Aż trudno w to wierzyć! Na dziesięć miesięcy więzienia sąd skazał działacza Solidarności Zygmunta M. (63 l.), który niespełna trzy lata temu rzucił tortem w... sędzię Annę Wielgolewską. Miało to miejsce w czasie rozprawy o zawieszenie procesu Czesława Kiszczaka (+90 l.). Orzeczona kara ma mieć charakter odstraszający.

- Zachował się niewłaściwie, ale moim zdaniem wymierzona kara jest zbyt surowa! Wystarczyłaby kara pozbawienia wolności z zawieszeniem. Wyrok jest całkowicie nieuzasadniony, a sąd powinien dać mu szansę - ocenia nam sędzia Trybunału Konstytucyjnego w stanie spoczynku, Wiesław Johann (77 l.).

Zygmunt M. odpowiadał za naruszenie nietykalności cielesnej i znieważenie funkcjonariusza publicznego. W pierwszej instancji wymierzono mu karę dwóch miesięcy więzienia.

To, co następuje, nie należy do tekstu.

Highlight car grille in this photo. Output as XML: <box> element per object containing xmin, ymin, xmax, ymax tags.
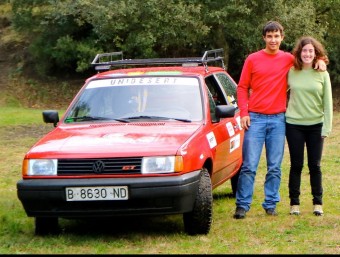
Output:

Ale od wyroku odwołał się zarówno jego obrońca, jak i prokurator. "Afera tortowa" znalazła swój finał w środę. - Sąd podwyższył karę z 2 do 10 miesięcy, bo uznał, że społeczna szkodliwość czynu jest wysoka - komentuje nam rzecznik prasowy Sądu Okręgowego w Warszawie, sędzia Ewa Leszczyńska-Furtak. - Sąd uznał, że taka kara jeżeli nawet nie uzmysłowi mu tego, co zrobił, to przynajmniej powstrzyma przed podobnymi atakami w stosunku do sądu - dodaje.

W czerwcu 2013 roku Zygmunt M. wybrał się na proces Kiszczaka. Pod drzwiami rzucił tortem w tył głowy sędziny Wielgolewskiej. - Dla kogo był tort? Może dla Kiszczaka, a może dla sędzi, która robi sobie kpiny, a nie rozlicza stan wojenny - tłumaczył później.